Carrols Restaurant Group Inc.’s fourth-quarter same-store sales rose at its 298 legacy restaurants as it continues to integrate 278 additional units it acquired from Burger King Worldwide last year, the company said Thursday.
Same-store sales at Carrols’ legacy operations increased 7.3 percent in the quarter, fueled by a 1.1-percent rise in customer traffic and a 6.2-percent increase in the average check, which executives said included a 1.8-percent price hike.
The Syracuse, N.Y.-based company — which is Burger King’s largest franchisee — said revenue rose 87.5 percent to $162.6 million in the fourth quarter ended Dec. 30, 2012, which included $71.7 million in sales from the restaurants Carrols acquired from Burger King.
Average weekly sales at Carrols’ legacy restaurants rose 8 percent, to $23,967 from $22,198 in last year’s period. Average weekly sales for the acquired restaurants were $20,160. In an earnings call with analysts, Carrols chief executive Daniel Accordino said the company hopes to close that gap by 2014.
Commenting on the increased sales at the legacy restaurants, which have posted increases for six consecutive quarters, Accordino said, “We believe that the combination of innovation and targeted promotions from Burger King has enabled us to broaden our customer demographic, attract new customers and raise our average check. Profitability and restaurant operating margins have improved at our legacy restaurants reflecting the positive impact of Burger King's brand initiatives.”
Accordino said those initiatives at Burger King “have broadened our appeal to a wider demographic, including women and customers 50 and older, and have provided a better balance of value and premium offerings.”
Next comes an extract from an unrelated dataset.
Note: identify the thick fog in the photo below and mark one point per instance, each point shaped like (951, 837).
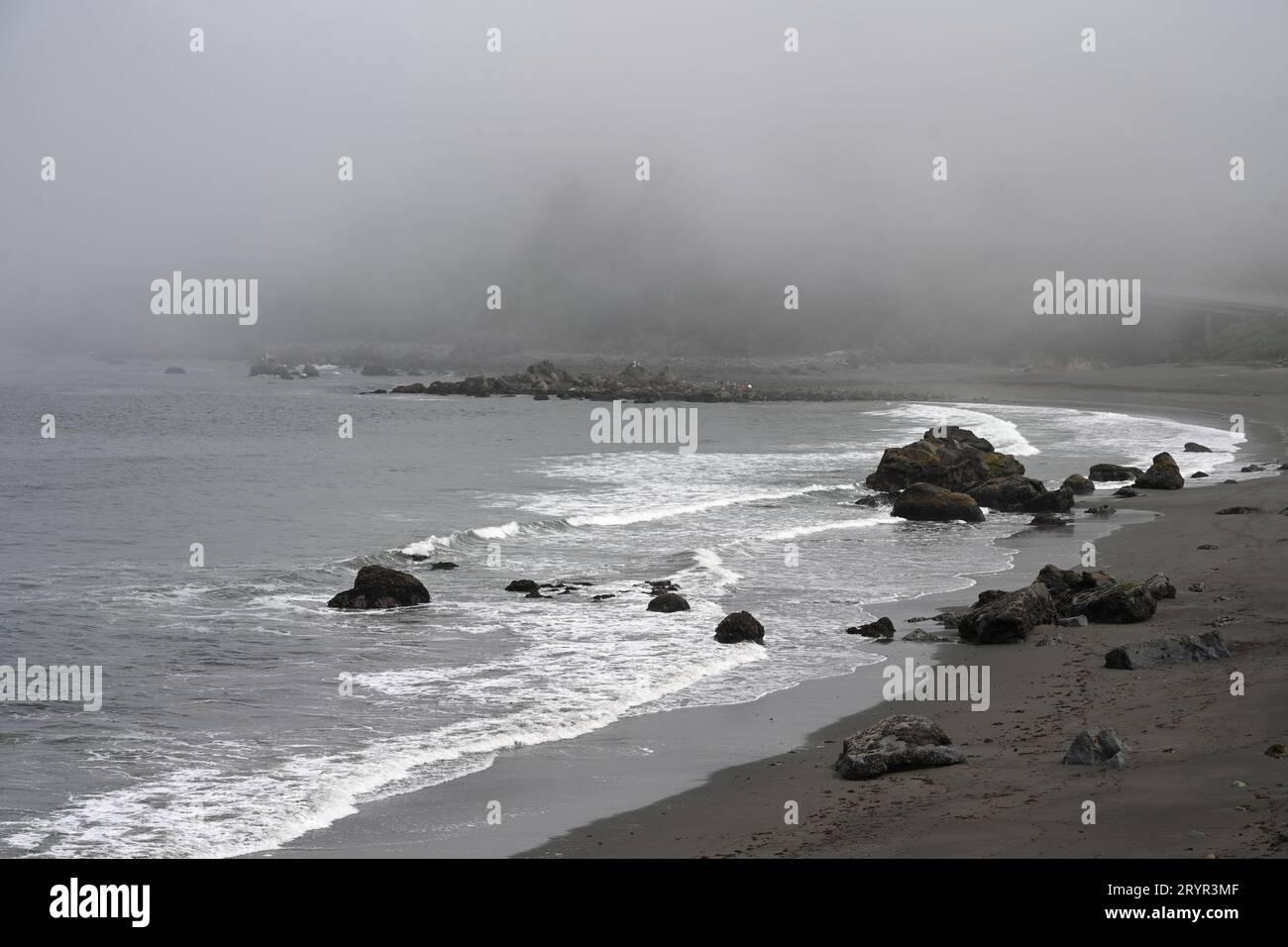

New product introductions in April, along with the quick-service chain’s limited-time promotions, “have been effective in driving both sales and customer traffic throughout the year,” he said. “Premium limited-time offers in the fourth quarter included products such as the Wisconsin Cheddar Whopper, the Angry Whopper and the Parmesan sandwich. Other promotions included the 55th Whopper anniversary promotion, which offered a Whopper for 55 cents when customers bought one at full price, and a $1 Minibon promotion and a holiday sweets menu.”
Carrols is experiencing positive momentum from remodeling initiatives, and upgraded 80 restaurants in 2012 to the new 20/20 design, Accordino said.
For the quarter, Carrols posted a net loss from continuing operations of $8.8 million, or 39 cents per share, compared with a loss of $0.3 million, or 2 cents per share, in the year-ago period. The company said the net loss from continuing operations included certain charges — such as acquisition-related integration costs — totaling about $4 million, or 11 cents per share, which if factored in results in a total net loss of 28 cents per share.
For the full year ended Dec. 30, Carrols’ reported a 55.3-percent increase in revenue to $539.6 million, which includes a contribution of $174.3 million from the newly acquired Burger King units. Carrols posted a net loss from continuing operations for the year of $18.8 million, or 83 cents per share, compared with the preceding year’s loss of $500,000, or 2 cents per share.
Same-store sales at legacy restaurants increased 7.1 percent for the year.
Accordino told financial analysts that Carrols will continue to move ahead with its remodeling plans, spending $30 million to $40 million to complete 90 to 120 remodels in 2013. He said remodeled units have generated an 8- to 10-percent increase in sales.
Carrols anticipates closing four to six restaurants in 2013. At the end of the year, Carrols operated a total of 572 restaurants.
The company projected total revenue would climb to $670 million to $700 million in 2013, while same-store sales at legacy operations would rise 2 to 4 percent.